連合総研が実施した「非正規で雇用される労働者の働き方・意識に関するアンケート」によると、非正規労働者のうち4人に1人は「正社員と同じ内容で同程度の仕事」をしているが、「賃金水準はほぼ同等以上である」と回答する人は1割にも満たない実態が明らかとなった。
正社員と比較した仕事の難易度をみると、「正社員と同じ内容で同程度の仕事」は26.4%だった。そのほか、「正社員と同じ内容で高度な仕事」が2.5%、「正社員と同じ内容で正社員よりも軽易な仕事」(28.2%)を合わせた“正社員と同じ内容の仕事”は57.0%と6割近くを占める。
【正社員と比較した仕事の難易度】
正社員と同じ内容で同程度の仕事 26.4%
正社員と同じ内容で高度な仕事 2.5%
正社員と同じ内容で正社員よりも軽易な仕事 28.2%
正社員とは異なる仕事 25.6%
勤め先に正社員はいない 6.0%
わからない 11.4%
職務の内容等がほぼ同じ正社員と比較した賃金水準については、「賃金水準は低くかなりの格差がある」(36.0%)と「賃金格差はあるが許容できる程度」(36.6%)がともに3割台半ばを占め、「賃金水準はほぼ同等以上である」(8.3%)は1割に満たない。
雇用契約期間は、「期間の定めはない」、いわゆる無期雇用契約の割合が39.2%と4割を占める。「わからない」が12.1%を占めるため、回答者のうち、有期雇用契約の割合は48.7%である。
回答者の半数近くを占める有期雇用契約者について、無期雇用への転換を「希望する」は53.7%、なかでも派遣労働者では6割強と多い。転換を希望する理由(複数選択)は「安定して働きたい」が84.1%と際立って多く、これに「今の仕事にやりがいを感じている」(20.8%)、「労働条件がよくなると思う」(18.8%)が2割前後で続く。
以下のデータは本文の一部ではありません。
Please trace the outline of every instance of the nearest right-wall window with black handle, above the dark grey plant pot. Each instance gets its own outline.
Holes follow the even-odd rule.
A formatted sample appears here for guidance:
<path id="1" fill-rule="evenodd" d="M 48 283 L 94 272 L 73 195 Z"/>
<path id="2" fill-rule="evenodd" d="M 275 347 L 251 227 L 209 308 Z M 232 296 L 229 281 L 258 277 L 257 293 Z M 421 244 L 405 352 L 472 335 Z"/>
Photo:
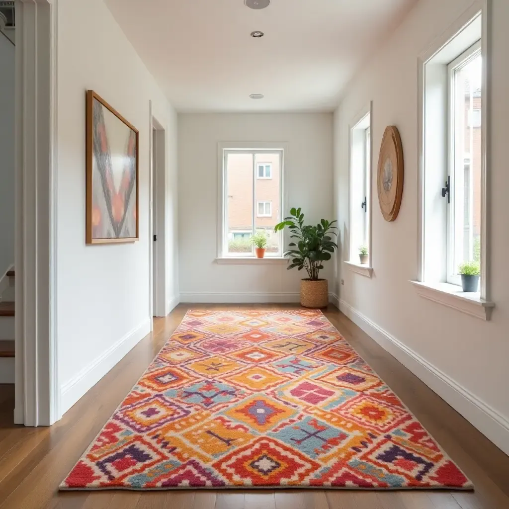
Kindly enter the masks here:
<path id="1" fill-rule="evenodd" d="M 460 285 L 458 266 L 480 262 L 481 101 L 480 44 L 447 66 L 449 82 L 447 282 Z M 473 120 L 473 122 L 472 122 Z"/>

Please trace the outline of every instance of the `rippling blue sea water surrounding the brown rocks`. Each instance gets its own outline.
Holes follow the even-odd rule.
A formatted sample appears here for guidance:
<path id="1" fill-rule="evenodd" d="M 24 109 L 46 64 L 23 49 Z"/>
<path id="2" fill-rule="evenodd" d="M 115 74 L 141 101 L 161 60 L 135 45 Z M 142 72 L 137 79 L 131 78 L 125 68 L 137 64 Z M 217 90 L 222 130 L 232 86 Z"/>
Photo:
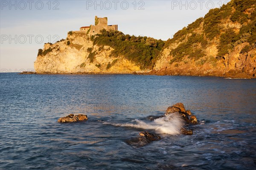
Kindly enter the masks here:
<path id="1" fill-rule="evenodd" d="M 256 167 L 256 79 L 13 73 L 0 80 L 1 169 Z M 197 116 L 194 134 L 151 129 L 147 116 L 177 102 Z M 88 120 L 57 122 L 70 113 Z M 163 139 L 126 143 L 143 130 Z"/>

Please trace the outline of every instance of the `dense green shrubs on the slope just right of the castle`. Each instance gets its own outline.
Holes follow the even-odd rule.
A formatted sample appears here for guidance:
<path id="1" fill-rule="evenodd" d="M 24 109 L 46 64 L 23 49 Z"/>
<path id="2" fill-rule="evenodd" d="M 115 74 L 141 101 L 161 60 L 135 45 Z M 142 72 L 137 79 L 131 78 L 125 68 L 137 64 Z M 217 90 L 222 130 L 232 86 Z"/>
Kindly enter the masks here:
<path id="1" fill-rule="evenodd" d="M 123 55 L 141 68 L 152 69 L 157 60 L 157 56 L 164 46 L 164 41 L 151 37 L 136 37 L 123 34 L 121 31 L 101 30 L 102 34 L 97 34 L 93 43 L 97 45 L 109 45 L 114 51 L 113 57 Z"/>

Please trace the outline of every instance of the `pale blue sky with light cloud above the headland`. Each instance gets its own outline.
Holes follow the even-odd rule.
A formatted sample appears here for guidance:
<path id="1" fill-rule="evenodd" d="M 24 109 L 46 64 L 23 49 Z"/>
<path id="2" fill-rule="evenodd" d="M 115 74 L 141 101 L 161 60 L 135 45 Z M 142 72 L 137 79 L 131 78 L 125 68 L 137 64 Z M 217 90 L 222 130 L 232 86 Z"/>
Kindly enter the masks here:
<path id="1" fill-rule="evenodd" d="M 230 0 L 0 0 L 0 72 L 32 71 L 44 43 L 108 17 L 124 34 L 168 40 Z"/>

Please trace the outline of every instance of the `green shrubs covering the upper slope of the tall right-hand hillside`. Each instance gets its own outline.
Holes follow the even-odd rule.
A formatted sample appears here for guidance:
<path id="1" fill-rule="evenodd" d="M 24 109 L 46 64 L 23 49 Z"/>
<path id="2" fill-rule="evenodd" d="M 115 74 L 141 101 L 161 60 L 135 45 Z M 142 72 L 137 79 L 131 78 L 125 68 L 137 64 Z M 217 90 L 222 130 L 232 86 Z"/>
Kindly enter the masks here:
<path id="1" fill-rule="evenodd" d="M 165 47 L 172 43 L 182 42 L 172 49 L 170 63 L 180 62 L 184 56 L 195 61 L 205 56 L 205 49 L 217 42 L 218 54 L 221 59 L 236 45 L 249 42 L 242 52 L 256 47 L 256 0 L 233 0 L 221 8 L 214 8 L 182 30 L 177 31 L 172 39 L 166 41 Z M 225 23 L 227 26 L 224 26 Z M 238 26 L 232 26 L 238 25 Z M 237 28 L 240 25 L 239 31 Z M 201 28 L 200 28 L 201 27 Z"/>

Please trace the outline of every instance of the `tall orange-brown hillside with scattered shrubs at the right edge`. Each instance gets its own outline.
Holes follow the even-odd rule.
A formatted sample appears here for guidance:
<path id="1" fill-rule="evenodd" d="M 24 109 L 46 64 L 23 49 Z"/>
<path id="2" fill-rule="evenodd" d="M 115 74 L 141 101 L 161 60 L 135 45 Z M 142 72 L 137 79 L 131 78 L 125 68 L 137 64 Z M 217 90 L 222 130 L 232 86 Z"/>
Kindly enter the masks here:
<path id="1" fill-rule="evenodd" d="M 255 78 L 255 4 L 233 0 L 178 31 L 151 74 Z"/>

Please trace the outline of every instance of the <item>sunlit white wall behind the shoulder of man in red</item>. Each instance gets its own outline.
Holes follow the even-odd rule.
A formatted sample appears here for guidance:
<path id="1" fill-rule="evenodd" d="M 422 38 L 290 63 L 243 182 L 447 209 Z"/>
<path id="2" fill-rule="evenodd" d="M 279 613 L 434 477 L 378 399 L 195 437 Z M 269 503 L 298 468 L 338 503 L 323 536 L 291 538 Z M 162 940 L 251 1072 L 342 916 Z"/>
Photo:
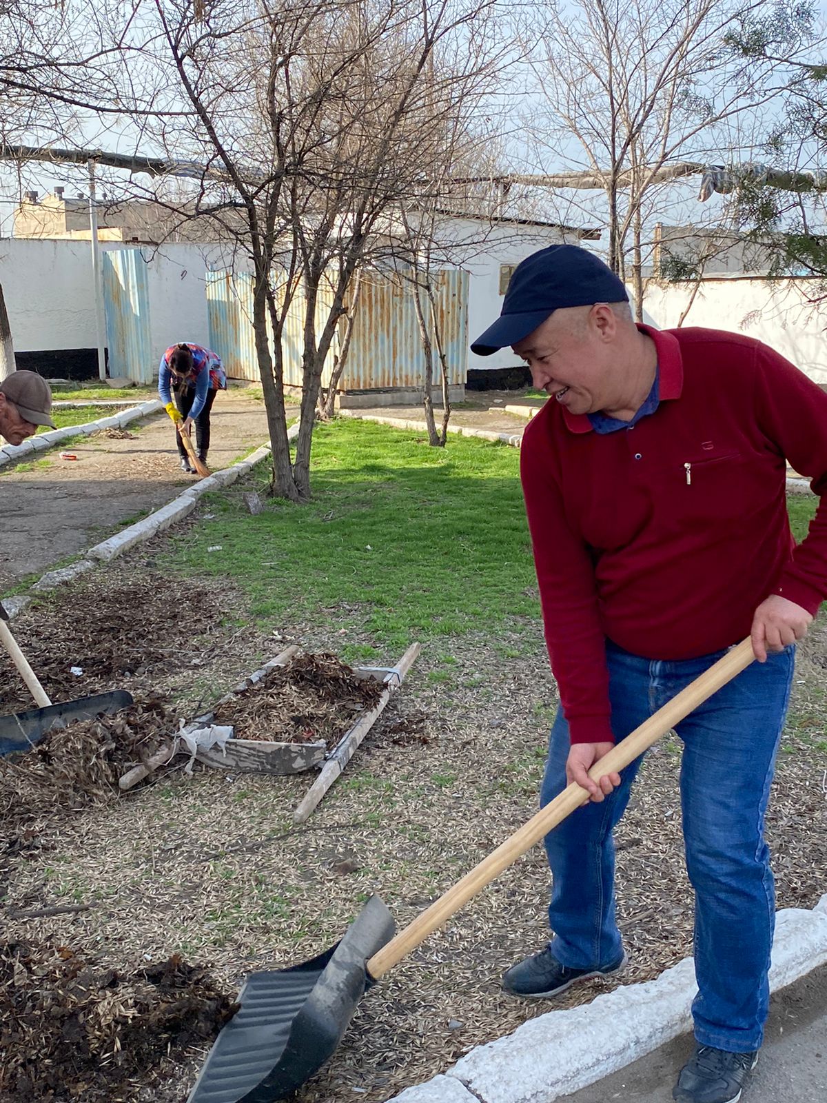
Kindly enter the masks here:
<path id="1" fill-rule="evenodd" d="M 653 283 L 644 296 L 644 321 L 658 329 L 677 325 L 692 283 Z M 722 276 L 705 279 L 684 325 L 704 325 L 756 338 L 827 385 L 827 312 L 813 307 L 818 289 L 807 280 Z"/>

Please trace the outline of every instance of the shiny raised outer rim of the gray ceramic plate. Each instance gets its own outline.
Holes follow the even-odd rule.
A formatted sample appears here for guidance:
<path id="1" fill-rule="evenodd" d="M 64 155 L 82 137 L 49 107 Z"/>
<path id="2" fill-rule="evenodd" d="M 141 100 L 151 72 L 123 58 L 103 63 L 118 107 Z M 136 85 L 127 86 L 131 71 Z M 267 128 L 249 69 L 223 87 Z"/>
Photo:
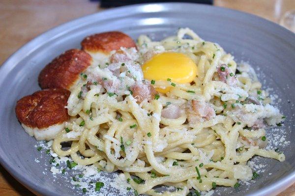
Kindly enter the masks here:
<path id="1" fill-rule="evenodd" d="M 17 51 L 15 51 L 11 56 L 9 56 L 3 64 L 0 66 L 0 73 L 8 73 L 10 72 L 23 58 L 28 56 L 29 54 L 36 51 L 39 47 L 43 46 L 47 42 L 50 42 L 51 40 L 55 39 L 56 37 L 59 37 L 68 31 L 74 30 L 80 26 L 85 26 L 87 23 L 81 23 L 81 21 L 87 21 L 88 18 L 96 17 L 99 15 L 107 15 L 109 13 L 118 12 L 120 10 L 124 9 L 131 9 L 131 8 L 139 8 L 146 5 L 189 5 L 189 6 L 198 6 L 198 7 L 210 7 L 210 9 L 217 9 L 217 10 L 227 10 L 228 12 L 239 14 L 240 16 L 244 15 L 245 17 L 253 18 L 253 20 L 262 22 L 264 24 L 273 26 L 274 28 L 280 29 L 283 32 L 289 34 L 289 36 L 293 36 L 295 39 L 295 33 L 290 31 L 287 28 L 284 28 L 276 23 L 273 23 L 271 21 L 268 21 L 264 18 L 261 18 L 259 16 L 256 16 L 254 14 L 246 13 L 243 11 L 238 11 L 230 8 L 225 7 L 218 7 L 218 6 L 212 6 L 207 4 L 198 4 L 198 3 L 184 3 L 184 2 L 162 2 L 162 3 L 141 3 L 141 4 L 134 4 L 134 5 L 127 5 L 127 6 L 121 6 L 116 8 L 110 8 L 107 10 L 102 10 L 99 12 L 95 12 L 83 17 L 76 18 L 74 20 L 70 20 L 68 22 L 62 23 L 59 26 L 50 28 L 43 33 L 39 34 L 29 42 L 25 43 L 23 46 L 21 46 Z M 160 10 L 163 11 L 163 10 Z M 159 12 L 159 11 L 156 11 Z M 171 11 L 170 11 L 171 12 Z M 149 13 L 149 12 L 147 12 Z M 126 14 L 129 15 L 129 14 Z M 91 24 L 91 22 L 88 22 Z M 73 25 L 74 24 L 74 25 Z M 66 28 L 66 27 L 70 28 Z M 57 32 L 57 33 L 56 33 Z M 45 39 L 47 37 L 51 37 L 50 39 Z M 280 36 L 279 36 L 280 37 Z M 41 41 L 41 42 L 40 42 Z M 295 47 L 295 46 L 294 46 Z M 29 52 L 28 52 L 29 51 Z M 26 54 L 26 55 L 23 55 Z M 0 78 L 0 85 L 3 83 L 5 77 Z M 47 190 L 43 186 L 40 186 L 39 184 L 35 184 L 31 179 L 26 178 L 27 175 L 24 175 L 21 170 L 19 170 L 16 166 L 10 165 L 9 160 L 5 160 L 2 153 L 0 153 L 0 164 L 7 172 L 10 173 L 10 175 L 13 176 L 18 182 L 20 182 L 22 185 L 24 185 L 26 188 L 28 188 L 32 193 L 39 195 L 55 195 L 56 193 L 51 190 Z M 26 179 L 26 180 L 25 180 Z M 292 184 L 295 183 L 295 170 L 290 172 L 288 175 L 283 177 L 282 179 L 270 183 L 267 187 L 264 187 L 262 189 L 259 189 L 256 193 L 249 194 L 250 196 L 264 196 L 264 195 L 276 195 L 278 193 L 281 193 L 282 191 L 286 190 L 288 187 L 290 187 Z"/>

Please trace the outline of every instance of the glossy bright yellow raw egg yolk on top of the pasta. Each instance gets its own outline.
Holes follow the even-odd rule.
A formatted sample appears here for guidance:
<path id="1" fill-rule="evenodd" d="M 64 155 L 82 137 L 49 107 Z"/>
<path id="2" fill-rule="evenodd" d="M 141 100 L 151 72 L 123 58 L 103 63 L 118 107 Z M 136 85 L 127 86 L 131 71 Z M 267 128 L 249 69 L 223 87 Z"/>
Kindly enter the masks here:
<path id="1" fill-rule="evenodd" d="M 197 76 L 197 65 L 194 61 L 182 54 L 175 52 L 165 52 L 153 56 L 143 66 L 144 78 L 147 80 L 167 81 L 172 83 L 191 83 Z M 167 93 L 171 87 L 156 88 L 161 93 Z"/>

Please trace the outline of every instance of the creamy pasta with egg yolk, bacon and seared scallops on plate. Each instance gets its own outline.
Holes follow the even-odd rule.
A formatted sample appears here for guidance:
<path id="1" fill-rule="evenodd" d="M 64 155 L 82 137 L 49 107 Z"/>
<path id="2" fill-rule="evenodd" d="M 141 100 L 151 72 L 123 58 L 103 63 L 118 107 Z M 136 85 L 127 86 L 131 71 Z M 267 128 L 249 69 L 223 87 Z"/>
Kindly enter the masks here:
<path id="1" fill-rule="evenodd" d="M 271 131 L 266 127 L 280 125 L 285 116 L 271 105 L 254 69 L 237 64 L 217 43 L 180 28 L 161 41 L 141 35 L 137 45 L 121 32 L 99 33 L 85 38 L 82 49 L 94 60 L 80 60 L 81 70 L 73 62 L 73 78 L 46 85 L 39 78 L 41 87 L 70 90 L 59 107 L 43 109 L 64 117 L 65 128 L 55 138 L 43 138 L 54 139 L 56 157 L 121 172 L 127 190 L 152 196 L 160 195 L 153 189 L 158 185 L 172 186 L 162 194 L 175 196 L 192 189 L 198 195 L 216 186 L 237 188 L 240 180 L 257 177 L 247 165 L 253 156 L 285 160 L 284 153 L 266 149 L 266 131 Z M 41 79 L 63 69 L 63 62 L 55 59 Z M 22 124 L 38 127 L 30 111 L 43 106 L 41 95 L 49 91 L 18 101 Z M 35 106 L 30 100 L 37 98 Z M 64 142 L 71 147 L 63 149 Z"/>

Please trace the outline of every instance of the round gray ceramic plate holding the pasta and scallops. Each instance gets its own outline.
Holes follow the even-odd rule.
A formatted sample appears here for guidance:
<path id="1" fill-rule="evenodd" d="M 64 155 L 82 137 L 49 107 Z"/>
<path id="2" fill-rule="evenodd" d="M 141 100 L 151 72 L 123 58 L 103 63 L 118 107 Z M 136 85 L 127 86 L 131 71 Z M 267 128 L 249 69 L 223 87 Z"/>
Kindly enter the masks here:
<path id="1" fill-rule="evenodd" d="M 81 40 L 92 33 L 120 30 L 133 38 L 149 34 L 155 39 L 189 27 L 205 40 L 219 43 L 237 61 L 249 61 L 260 68 L 264 83 L 281 98 L 280 109 L 289 120 L 294 118 L 295 34 L 259 17 L 219 7 L 159 3 L 120 7 L 89 15 L 43 33 L 12 55 L 0 68 L 0 162 L 17 180 L 41 195 L 73 195 L 63 180 L 44 176 L 49 157 L 40 156 L 34 138 L 27 135 L 15 117 L 15 103 L 39 90 L 37 76 L 55 56 L 79 48 Z M 287 119 L 287 121 L 288 121 Z M 261 159 L 265 172 L 250 187 L 220 188 L 221 195 L 275 195 L 295 182 L 294 122 L 285 123 L 290 145 L 280 147 L 286 161 Z M 292 130 L 292 131 L 291 131 Z M 269 130 L 271 132 L 272 130 Z M 271 173 L 271 174 L 270 174 Z M 80 192 L 76 193 L 81 194 Z M 75 194 L 75 195 L 76 195 Z"/>

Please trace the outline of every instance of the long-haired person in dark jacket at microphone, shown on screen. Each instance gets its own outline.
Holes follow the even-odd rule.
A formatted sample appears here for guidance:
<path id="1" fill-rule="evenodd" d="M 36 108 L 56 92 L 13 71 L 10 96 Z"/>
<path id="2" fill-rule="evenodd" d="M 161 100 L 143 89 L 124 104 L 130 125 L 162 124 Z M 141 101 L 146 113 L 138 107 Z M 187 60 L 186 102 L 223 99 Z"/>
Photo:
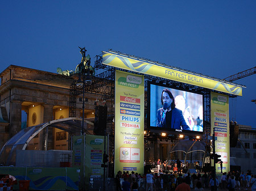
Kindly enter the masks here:
<path id="1" fill-rule="evenodd" d="M 174 96 L 171 91 L 164 89 L 161 96 L 163 108 L 158 109 L 158 121 L 156 126 L 159 128 L 191 130 L 184 120 L 180 109 L 175 108 Z"/>

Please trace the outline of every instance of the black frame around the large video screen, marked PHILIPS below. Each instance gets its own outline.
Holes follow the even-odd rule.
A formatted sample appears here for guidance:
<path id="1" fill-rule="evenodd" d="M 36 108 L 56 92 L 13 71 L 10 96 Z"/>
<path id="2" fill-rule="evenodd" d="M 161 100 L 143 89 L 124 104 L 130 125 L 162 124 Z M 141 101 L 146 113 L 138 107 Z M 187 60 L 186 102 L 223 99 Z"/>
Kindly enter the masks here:
<path id="1" fill-rule="evenodd" d="M 197 94 L 197 95 L 202 95 L 202 106 L 203 106 L 203 131 L 193 131 L 193 130 L 176 130 L 176 129 L 166 129 L 166 128 L 159 128 L 156 126 L 151 126 L 150 124 L 150 119 L 151 119 L 151 84 L 155 86 L 160 86 L 160 87 L 165 87 L 165 88 L 170 88 L 174 90 L 179 90 L 179 91 L 185 91 L 189 92 L 192 94 Z M 199 91 L 193 91 L 193 90 L 188 90 L 188 88 L 183 88 L 183 87 L 177 87 L 176 84 L 163 84 L 163 83 L 156 83 L 152 81 L 147 82 L 147 129 L 149 129 L 152 133 L 167 133 L 167 134 L 183 134 L 187 136 L 196 136 L 196 135 L 203 135 L 205 131 L 205 120 L 204 120 L 204 94 Z"/>

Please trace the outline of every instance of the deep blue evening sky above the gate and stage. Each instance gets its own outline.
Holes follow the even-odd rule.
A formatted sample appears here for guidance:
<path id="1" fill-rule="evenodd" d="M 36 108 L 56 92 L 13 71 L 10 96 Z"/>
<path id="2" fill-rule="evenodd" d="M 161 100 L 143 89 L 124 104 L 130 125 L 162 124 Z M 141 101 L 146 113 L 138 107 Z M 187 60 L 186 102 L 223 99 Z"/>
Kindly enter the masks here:
<path id="1" fill-rule="evenodd" d="M 0 72 L 75 70 L 77 46 L 226 78 L 256 66 L 256 1 L 1 1 Z M 256 128 L 256 74 L 230 99 L 230 120 Z"/>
回答者全体の正社員への転換希望をみると、「今の勤め先で正社員になりたい」は11.1%にとどまり、「転職して正社員になりたい」(14.3%)を合わせても、4分の1程度となった。一方、「正社員にはなりたくない」が43.0%を占める。
転換を希望しない理由についてみると、無期転換、正社員ともに「責任が重くなるから」、「今の働き方に不満はないから」、「労働時間・労働日を選んで働きたいから」が上位を占めるが、いずれも正社員になりたくない理由で比率が高い。加えて、正社員になりたくない理由では、「家事や育児・介護の時間が必要」、「残業が多くなる」でも3割近くを占める。
回答者全体を対象に現在の仕事への不満や不安(複数選択)を聞くと、「不満や不安はない」(23.6%)にとどまり、多くが不満や不安を抱えていることがわかる。
「ボーナス(賞与)がない・少ない」(40.7%)と「賃金が低い」(36.7%)が4割前後と多く、これに「仕事の経験を積んでも賃金が増えない」が25.3%
で続いており、賃金にかかわる不満が上位にあげられている。
【現在の仕事への不満や不安 トップ10】(複数選択)
ボーナス(賞与)がない・少ない 40.7%
賃金が低い 36.7%
仕事の経験を積んでも賃金が増えない 25.3%
不満や不安はない 23.6%
職場の人間関係が悪い 13.0%
有給休暇が取りにくい 12.3%
仕事がきつい 12.0%
正社員になれない 11.1%
働く時間が短い 7.9%
教育訓練の機会が乏しい 6.8%
調査は、2022年11月30日~12月5日、全国の20~64歳の民間企業に雇用されている非正規労働者(パートタイマー・アルバイト、契約社員・準社員、派遣労働者、嘱託社員)の労働組合の組合員(500人)と非組合員(2000人)を対象にインターネットで実施した。